It wouldn’t be accurate to call Eleventh Dream Day also-rans, mainly because for nearly 25 years they’ve managed to release an album every five or six. Still, they’ve never received the attention and accolades many of their Chicago peers have, and the words “overlooked” and “underappreciated” pop up frequently in reviews and press bios. EDD is probably known to some people as the ‘other’ band of drummer Janet Bean, who showcases her voice and songwriting more prominently in country-folk group Freakwater, and bassist Doug McCombs, who helped define what we call post-rock in the not-exactly-starved-for-attention band Tortoise. This reputation works for and against EDD. Sure, they’re a sort of cult band that doesn’t really have to prove itself anymore, but who wants to be in a band that gets called underrated every time it releases a record?
Their debut, 1988’s Prairie School Freakout, was a fiery, classic rock-leaning take on Midwestern hardcore/indie of the day, and the fact that it was recorded live helps explain why it’s the noisiest, most raucous thing they have and probably will ever release. A stint on Atlantic Records resulted in a trio of good to great records, but apparently they weren’t altogether happy with their major label experience, a too-familiar tale for ‘alternative’ bands of the 1990s. Atavistic released Ursa Major in 1994, the band’s most atypical and in many ways most interesting album. Forging a still active relationship with Thrill Jockey soon afterward, EDD began exploring a more subdued direction, similar to the post-rock music of some of their labelmates and peers. It’s been half a decade since their last album, which bore the very un-rock title Zeroes and Ones, even if the music it contained moved away a bit for the textural explorations of their previous two albums. But with the more rockist-titled Riot Now!, it seems the band is attempting to clear the decks and crank out a raw, muscular album hearkening back to its early days.

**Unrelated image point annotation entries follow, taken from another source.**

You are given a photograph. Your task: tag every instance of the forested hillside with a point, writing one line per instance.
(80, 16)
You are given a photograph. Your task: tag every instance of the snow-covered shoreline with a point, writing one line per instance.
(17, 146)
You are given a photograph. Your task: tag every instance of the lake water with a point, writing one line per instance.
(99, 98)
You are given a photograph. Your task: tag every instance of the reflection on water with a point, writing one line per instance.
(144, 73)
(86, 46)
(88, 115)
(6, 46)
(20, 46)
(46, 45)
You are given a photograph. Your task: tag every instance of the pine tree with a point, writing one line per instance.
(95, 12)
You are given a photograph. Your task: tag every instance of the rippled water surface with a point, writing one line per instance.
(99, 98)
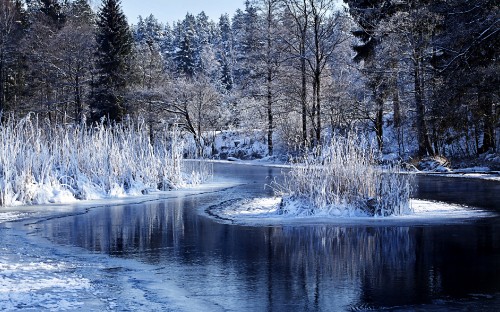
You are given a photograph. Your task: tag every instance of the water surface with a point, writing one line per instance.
(303, 267)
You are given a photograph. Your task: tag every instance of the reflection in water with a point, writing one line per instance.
(297, 268)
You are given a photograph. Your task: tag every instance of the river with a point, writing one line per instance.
(171, 255)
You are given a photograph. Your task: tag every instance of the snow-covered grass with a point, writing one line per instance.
(343, 179)
(266, 211)
(44, 163)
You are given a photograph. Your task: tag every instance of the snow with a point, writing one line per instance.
(265, 211)
(38, 275)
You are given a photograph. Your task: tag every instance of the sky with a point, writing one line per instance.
(168, 11)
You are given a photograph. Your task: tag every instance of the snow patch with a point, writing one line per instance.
(268, 211)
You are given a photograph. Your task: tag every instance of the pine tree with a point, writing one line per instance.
(114, 46)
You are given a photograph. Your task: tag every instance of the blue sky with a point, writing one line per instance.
(174, 10)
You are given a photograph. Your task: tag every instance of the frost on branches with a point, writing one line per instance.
(344, 179)
(42, 163)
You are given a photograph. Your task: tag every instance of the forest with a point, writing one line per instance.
(420, 77)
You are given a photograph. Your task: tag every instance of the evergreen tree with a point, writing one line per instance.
(114, 46)
(224, 56)
(187, 55)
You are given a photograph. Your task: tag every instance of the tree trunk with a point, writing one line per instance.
(486, 107)
(270, 125)
(379, 121)
(303, 92)
(318, 109)
(424, 145)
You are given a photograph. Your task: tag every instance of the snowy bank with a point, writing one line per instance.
(42, 163)
(267, 212)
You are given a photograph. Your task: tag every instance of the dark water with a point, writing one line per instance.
(305, 268)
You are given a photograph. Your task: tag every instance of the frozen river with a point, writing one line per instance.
(169, 255)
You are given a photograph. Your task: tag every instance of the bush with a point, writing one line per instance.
(343, 179)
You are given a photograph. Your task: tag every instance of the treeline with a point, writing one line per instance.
(423, 74)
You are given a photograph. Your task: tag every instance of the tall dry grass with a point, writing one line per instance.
(344, 178)
(42, 163)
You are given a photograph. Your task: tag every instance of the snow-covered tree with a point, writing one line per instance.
(114, 46)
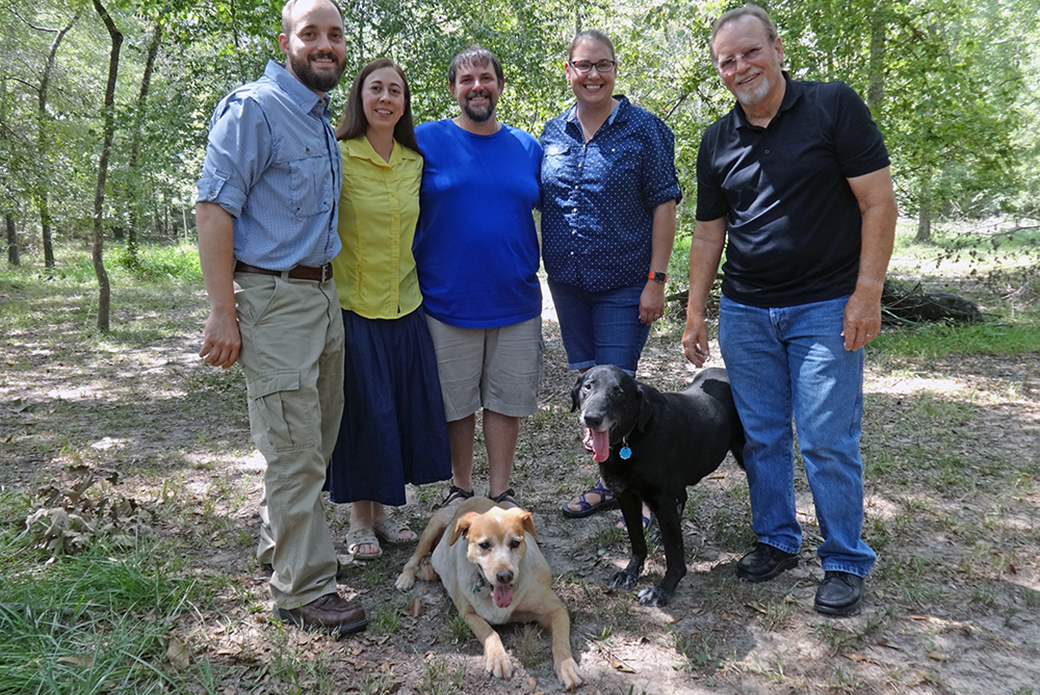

Recorded in a one-day session with minimal overdubs, the album consist of mostly first takes, and it shows, especially in the opening one-two punch of “Damned Tree” and “Cold Steel Grey.” The former is a mid-tempo dirge that careens wildly through its second half at breakneck speed, the latter a Ramones-tempo’d sing-along that begins with a mess of unwieldy feedback. “Satellite” continues the trend, some Sonic Youth-style guitar washes pasted over a country-rock stomper, a style the band has always excelled at without stooping to alt-country hokeyness. The album then takes a breather with the slowed-down “That’s What’s Coming,” which sounds more like the EDD of the past few years. It would be naïve to expect Riot Now! to feature nine cuts of full-throttle speed and action, but with this track, the wind gets sucked out of the album, taking a turn it doesn’t fully recover from. Yeah, there are more rockers down the line, but there are just as many tasteful moments that remind you the band always had a few too many of these bordering-on-ballad songs per album.
One thing that is consistent throughout the record, and really all of the band’s albums, is singer/guitarist Rick Rizzo’s guitar playing. He’s always had a distinct, Neil Young/J Mascis kind of idiosyncratic unpredictability, and his solos somehow never get old, even though they often sound like variations on the same pattern. If anything, you wish they’d go on longer. He lets loose with an extended solo during “Sonic Reducer” that’s as amazing as anything he’s recorded, then livens up the plodding next track with one just as great.
EDD are probably too traditional a band to ever record a straight-up punk record. But it would have been nice to hear an entire album powering through with the intensity of the more rocking half of Riot Now!. It might be a mistake to fault a band for not delivering what you want to hear, but so much of this album sounds like something EDD needed to get out of their system, a reboot after two and a half decades of on-again/off-again activity, a rush of volume and attitude in uncertain times that keeps getting more uncertain. But they’re too mature, too tasteful. Or maybe they’re just doing what they want to do without regard for what their fans might think. Good for them. Besides, nowadays Prairie School Freakout does start to sound a little samey about halfway in.